Fourrage(s)+ céréales + complément minéral et vitaminé (CMV)
 ou Fourrage(s) + aliment complémentaire de fourrage (incluant un CMV adapté)
 ou fourrage(s) + céréales + complémentaire de fourrages et céréales (incluant un CMV adapté)
 ou fourrage(s) + aliment complémentaire «maison» + CMV adapté

 

 

Quelques exemples de types de rations

 

Exemple 1 : Cheval de 600 kg à l'entretien nourri au foin uniquement

 

En général le foin de bonne qualité suffit largement à couvrir les besoins d'un cheval à l'entretien.

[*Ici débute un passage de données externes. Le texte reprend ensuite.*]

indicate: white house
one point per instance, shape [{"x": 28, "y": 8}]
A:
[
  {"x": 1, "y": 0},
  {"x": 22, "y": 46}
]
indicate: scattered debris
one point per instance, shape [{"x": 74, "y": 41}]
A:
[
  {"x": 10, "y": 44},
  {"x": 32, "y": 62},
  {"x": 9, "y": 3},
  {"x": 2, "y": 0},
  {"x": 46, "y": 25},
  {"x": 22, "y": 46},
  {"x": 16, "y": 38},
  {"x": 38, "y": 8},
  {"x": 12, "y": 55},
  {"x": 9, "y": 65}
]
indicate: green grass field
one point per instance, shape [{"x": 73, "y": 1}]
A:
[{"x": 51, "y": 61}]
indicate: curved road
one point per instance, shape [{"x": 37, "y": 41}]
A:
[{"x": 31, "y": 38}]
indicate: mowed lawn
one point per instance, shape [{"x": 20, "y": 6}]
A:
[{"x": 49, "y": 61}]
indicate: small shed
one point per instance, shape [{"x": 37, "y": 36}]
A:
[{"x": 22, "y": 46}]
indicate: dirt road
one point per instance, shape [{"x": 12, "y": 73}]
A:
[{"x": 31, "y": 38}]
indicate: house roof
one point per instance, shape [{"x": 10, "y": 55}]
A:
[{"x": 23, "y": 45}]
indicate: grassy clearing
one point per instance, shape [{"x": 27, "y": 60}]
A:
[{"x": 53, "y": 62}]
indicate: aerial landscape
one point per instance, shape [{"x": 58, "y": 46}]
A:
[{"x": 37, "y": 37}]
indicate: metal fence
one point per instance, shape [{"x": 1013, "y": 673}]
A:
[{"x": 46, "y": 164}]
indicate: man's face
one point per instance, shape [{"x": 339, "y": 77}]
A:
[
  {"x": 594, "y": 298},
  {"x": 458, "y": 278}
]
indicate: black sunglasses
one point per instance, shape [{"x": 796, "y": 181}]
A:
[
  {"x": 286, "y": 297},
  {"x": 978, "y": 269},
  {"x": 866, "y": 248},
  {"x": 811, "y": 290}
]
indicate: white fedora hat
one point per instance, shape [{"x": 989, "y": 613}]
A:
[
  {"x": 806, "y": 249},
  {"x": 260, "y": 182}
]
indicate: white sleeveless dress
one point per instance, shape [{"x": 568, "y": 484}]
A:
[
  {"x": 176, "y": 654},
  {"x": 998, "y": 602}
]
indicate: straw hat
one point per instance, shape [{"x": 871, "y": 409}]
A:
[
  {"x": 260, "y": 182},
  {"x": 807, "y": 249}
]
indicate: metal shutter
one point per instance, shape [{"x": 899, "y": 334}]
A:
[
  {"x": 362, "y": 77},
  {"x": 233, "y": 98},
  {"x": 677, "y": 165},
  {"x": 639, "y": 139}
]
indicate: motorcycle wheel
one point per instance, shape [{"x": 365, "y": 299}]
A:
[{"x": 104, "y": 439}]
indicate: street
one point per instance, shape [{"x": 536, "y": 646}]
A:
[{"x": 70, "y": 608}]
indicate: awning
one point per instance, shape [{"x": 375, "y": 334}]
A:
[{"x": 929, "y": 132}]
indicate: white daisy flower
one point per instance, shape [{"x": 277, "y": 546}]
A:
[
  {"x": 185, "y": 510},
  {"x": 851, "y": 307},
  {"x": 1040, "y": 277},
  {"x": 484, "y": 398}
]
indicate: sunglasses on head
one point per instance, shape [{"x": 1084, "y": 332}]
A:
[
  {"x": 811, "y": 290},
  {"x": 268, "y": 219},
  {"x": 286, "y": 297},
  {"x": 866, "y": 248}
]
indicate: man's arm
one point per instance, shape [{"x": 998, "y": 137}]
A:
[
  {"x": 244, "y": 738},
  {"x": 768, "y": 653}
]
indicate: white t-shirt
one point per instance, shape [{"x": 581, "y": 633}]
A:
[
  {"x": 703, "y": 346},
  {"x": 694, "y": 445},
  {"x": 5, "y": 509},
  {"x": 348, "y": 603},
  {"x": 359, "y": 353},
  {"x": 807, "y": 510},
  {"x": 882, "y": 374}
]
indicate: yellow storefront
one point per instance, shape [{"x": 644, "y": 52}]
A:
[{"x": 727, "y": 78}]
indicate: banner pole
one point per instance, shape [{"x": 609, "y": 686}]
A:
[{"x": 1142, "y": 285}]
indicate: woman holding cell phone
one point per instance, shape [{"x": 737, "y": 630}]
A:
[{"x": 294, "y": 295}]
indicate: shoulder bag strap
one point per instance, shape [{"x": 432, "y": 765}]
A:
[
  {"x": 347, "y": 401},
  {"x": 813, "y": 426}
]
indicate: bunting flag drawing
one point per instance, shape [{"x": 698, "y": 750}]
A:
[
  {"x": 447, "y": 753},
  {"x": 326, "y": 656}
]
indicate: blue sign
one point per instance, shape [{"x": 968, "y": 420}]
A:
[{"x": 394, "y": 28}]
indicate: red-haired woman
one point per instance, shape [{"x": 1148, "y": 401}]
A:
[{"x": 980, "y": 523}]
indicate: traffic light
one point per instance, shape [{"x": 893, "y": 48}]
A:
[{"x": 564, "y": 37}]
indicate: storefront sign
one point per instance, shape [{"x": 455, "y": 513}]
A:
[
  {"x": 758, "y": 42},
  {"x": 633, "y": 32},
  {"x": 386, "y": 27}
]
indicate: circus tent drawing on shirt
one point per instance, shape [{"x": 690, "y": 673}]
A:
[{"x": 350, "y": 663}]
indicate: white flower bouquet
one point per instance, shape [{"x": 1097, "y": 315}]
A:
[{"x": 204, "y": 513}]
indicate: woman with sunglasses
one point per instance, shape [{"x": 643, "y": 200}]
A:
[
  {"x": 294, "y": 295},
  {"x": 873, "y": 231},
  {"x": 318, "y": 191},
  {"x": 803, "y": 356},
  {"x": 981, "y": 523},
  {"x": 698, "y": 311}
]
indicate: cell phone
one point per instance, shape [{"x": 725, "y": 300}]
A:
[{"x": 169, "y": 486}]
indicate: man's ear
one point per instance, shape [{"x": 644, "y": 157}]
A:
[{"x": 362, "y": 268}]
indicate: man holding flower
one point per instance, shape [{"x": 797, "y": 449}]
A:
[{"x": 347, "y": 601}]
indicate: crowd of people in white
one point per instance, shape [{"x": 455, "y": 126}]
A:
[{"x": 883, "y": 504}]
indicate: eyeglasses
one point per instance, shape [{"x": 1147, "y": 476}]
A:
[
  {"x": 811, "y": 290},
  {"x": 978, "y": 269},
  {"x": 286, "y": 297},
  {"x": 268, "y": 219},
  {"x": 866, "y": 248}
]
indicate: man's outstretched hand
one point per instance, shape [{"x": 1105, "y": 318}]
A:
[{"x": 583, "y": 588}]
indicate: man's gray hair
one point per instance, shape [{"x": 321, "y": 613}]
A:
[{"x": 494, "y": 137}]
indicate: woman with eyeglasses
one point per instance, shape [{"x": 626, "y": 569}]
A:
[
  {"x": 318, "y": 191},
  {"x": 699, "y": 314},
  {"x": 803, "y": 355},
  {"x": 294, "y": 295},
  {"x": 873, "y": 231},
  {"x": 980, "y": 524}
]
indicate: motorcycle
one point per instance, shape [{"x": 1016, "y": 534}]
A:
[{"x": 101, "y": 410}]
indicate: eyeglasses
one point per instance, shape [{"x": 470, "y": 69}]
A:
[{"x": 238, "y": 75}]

Par contre, avec un foin de qualité moyenne, les besoins, notamment en MADC risquent de ne pas être couverts.

 

 
Exemple 2 : Cheval de 600 kg travaillant 1h par jour  nourri au foin + granulé

 

Un foin de meilleure qualité couvrirait mieux les besoins journaliers en MADC. Voir aussi "Le foin" et le poster "Nourrir mon cheval principalement avec du foin, c'est possible".

Bien distribuer la ration

 

  • Ne pas négliger le fourrage, aliment de base du cheval, source de fibres nécessaires au bon fonctionnement du tube digestif et  qui limite l'ennui.
     
  • Fractionner la ration journalière en 2-3 repas minimum.
     
  • Distribuer les rations à heures régulières.
     
  • Ne pas donner plus de l'équivalent de 2 kg d'orge par repas pour un cheval de 500kg: éviter les apports massifs d'amidon.
     
  • En cas de changement de ration, veiller à effectuer une transition alimentaire sur une semaine minimum afin de permettre à son appareil digestif de s'adapter.
     
  • Veillez à laisser en permanence accès à de l'eau propre à volonté.
     

Ce qu'il faut retenir

  • Construire une ration permet d'améliorer les performances et le bien-être du cheval, dans une approche rationnelle et économique.
  • Le cheval est capable de valoriser de nombreux aliments, ce qui permet d'établir une infinité de rations diverses, permettant d'optimiser leur coût.
  • Une ration mal adaptée peut avoir des répercussions à plus ou moins brève échéance et à ou plus ou moins long terme sur votre cheval : n'improvisez pas !
  • Le pilotage de l'alimentation nécessite un suivi de l'état corporel de chaque animal afin d'ajuster les quantités distribuées à son métabolisme.